April 18, 2024

Political Information Overload and the New Filtering

[We’re pleased to introduce Luis Villa as a guest blogger. Luis is a law student at Columbia Law School, focusing on law and technology, including intellectual property, telecommunications, privacy, and e-commerce. Outside of class he serves as Editor-in-Chief of the Science and Technology Law Review. Before law school, Luis did great work on open source projects, and spent some time as “geek in residence” at the Berkman Center. — Ed]

[A big thanks to Ed, Alex, and Tim for the invitation to participate at Freedom To Tinker, and the gracious introduction. I’m looking forward to my stint here. — Luis]

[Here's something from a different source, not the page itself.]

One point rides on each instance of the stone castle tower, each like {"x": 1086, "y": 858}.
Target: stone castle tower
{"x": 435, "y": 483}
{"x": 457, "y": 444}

A couple weeks ago at the Web 2.0 Expo NY, I more-or-less stumbled into a speech by Clay Shirky titled “It’s Not Information Overload, It’s Filter Failure.” Clay argues that there has always been a lot of information, so our modern complaints about information overload are more properly ascribed to a breakdown in the filters – physical, economic, and social- that used to keep information at bay. This isn’t exactly a shockingly new observation, but now that Clay put it in my head I’m seeing filters (or their absence) everywhere.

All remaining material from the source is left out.